Early View Article:Hydrography Change Detection: The Usefulness of Surface Channels Derived From LiDAR DEMs for Updating Mapped Hydrography,” by Sandra K. Poppenga, Dean B. Gesch, and Bruce B. Worstell.

It’s hard to understand terrain if you don’t know where the water is flowing. In this article, the authors describe the usefulness of surface channels derived from LiDAR DEMs for hydrography change detection to derive spatially accurate and time-relevant mapped hydrography. The methods employ analyses of horizontal and vertical differences between LiDAR-derived surface channels and National Hydrography Dataset (NHD) flow lines to define candidate locations of hydrography change. These methods alleviate the need to analyze and update the nationwide NHD for time relevant hydrography, and provide an avenue for updating the dataset where change has occurred.

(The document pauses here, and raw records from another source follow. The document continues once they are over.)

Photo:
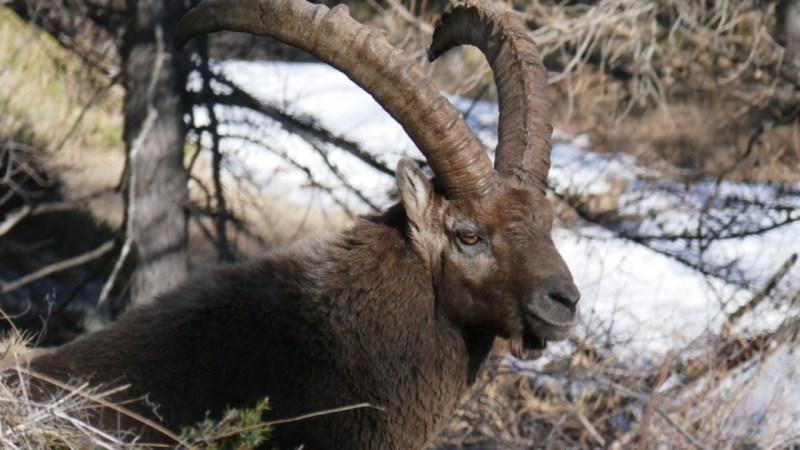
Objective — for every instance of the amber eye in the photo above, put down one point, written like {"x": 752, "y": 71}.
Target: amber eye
{"x": 468, "y": 238}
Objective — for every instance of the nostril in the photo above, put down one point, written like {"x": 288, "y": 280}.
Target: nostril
{"x": 568, "y": 299}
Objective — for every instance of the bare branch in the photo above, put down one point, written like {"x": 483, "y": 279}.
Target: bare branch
{"x": 58, "y": 267}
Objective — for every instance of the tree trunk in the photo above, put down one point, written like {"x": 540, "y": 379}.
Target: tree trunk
{"x": 154, "y": 137}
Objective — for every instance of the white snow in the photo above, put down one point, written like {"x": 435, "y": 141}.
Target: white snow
{"x": 646, "y": 300}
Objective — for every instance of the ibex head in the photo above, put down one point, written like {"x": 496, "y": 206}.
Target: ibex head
{"x": 484, "y": 231}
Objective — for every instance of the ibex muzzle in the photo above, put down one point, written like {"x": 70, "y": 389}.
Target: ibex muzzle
{"x": 399, "y": 311}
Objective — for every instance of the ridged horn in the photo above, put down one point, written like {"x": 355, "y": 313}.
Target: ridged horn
{"x": 523, "y": 148}
{"x": 366, "y": 57}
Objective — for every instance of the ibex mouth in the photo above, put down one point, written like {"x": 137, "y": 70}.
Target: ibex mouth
{"x": 550, "y": 319}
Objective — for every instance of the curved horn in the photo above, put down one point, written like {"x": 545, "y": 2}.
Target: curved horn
{"x": 366, "y": 57}
{"x": 523, "y": 148}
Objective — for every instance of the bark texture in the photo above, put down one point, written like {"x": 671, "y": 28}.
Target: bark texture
{"x": 154, "y": 137}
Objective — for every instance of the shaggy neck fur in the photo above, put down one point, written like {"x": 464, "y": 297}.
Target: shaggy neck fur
{"x": 338, "y": 323}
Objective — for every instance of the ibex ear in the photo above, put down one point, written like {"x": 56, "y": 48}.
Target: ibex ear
{"x": 416, "y": 191}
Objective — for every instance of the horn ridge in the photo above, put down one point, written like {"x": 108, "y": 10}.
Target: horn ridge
{"x": 525, "y": 124}
{"x": 454, "y": 153}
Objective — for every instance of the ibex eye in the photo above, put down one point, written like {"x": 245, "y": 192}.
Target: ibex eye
{"x": 468, "y": 238}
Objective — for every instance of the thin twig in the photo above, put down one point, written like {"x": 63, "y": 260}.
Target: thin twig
{"x": 107, "y": 404}
{"x": 58, "y": 267}
{"x": 644, "y": 426}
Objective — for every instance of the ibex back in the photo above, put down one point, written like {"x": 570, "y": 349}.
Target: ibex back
{"x": 399, "y": 311}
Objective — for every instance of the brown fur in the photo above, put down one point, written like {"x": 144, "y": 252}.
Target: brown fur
{"x": 393, "y": 312}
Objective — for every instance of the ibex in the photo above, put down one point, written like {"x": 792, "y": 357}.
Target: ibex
{"x": 399, "y": 311}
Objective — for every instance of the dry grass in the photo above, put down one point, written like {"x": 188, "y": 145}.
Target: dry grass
{"x": 593, "y": 401}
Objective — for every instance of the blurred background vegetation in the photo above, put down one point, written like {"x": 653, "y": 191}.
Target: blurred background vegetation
{"x": 99, "y": 154}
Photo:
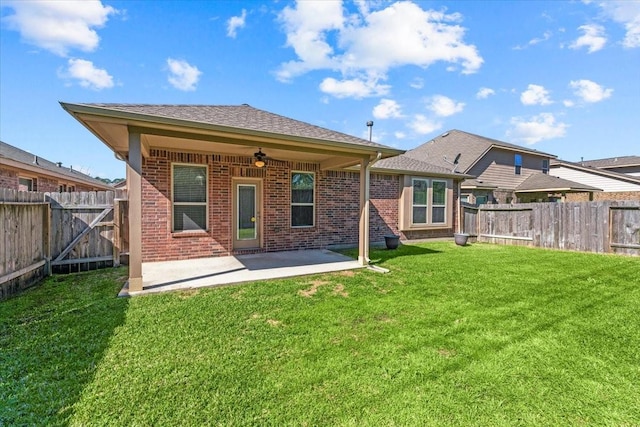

The authors illustrate methods for improving NHD mapped hydrography that employ change detection analysis of LiDAR-derived surface channels and NHD hydrography flow lines to identify anomalies that exceed 12.2 m, a National Map Accuracy Standard (NMAS) guideline for 1:24,000-scale maps. Anomalies that exceed that informational metric are spatially validated by sampling and quantifying elevation values of both the LiDAR-derived surface channel and mapped hydrography flow lines. In other words, LiDAR surface channels that deviate in excess of 12.2 m horizontally from mapped hydrography flow lines are locations of potential surface channel changes. These locations are validated by measuring the vertical elevation differences between the LiDAR surface channels and mapped hydrography flow lines. These methods are beneficial for updating NHD because only the locations suspected of hydrography change will need to be reviewed for spatial accuracy and currency, rather than an entire hydrography dataset.

[Please note: I have quoted and paraphrased freely from the article, but the interpretation is my own.]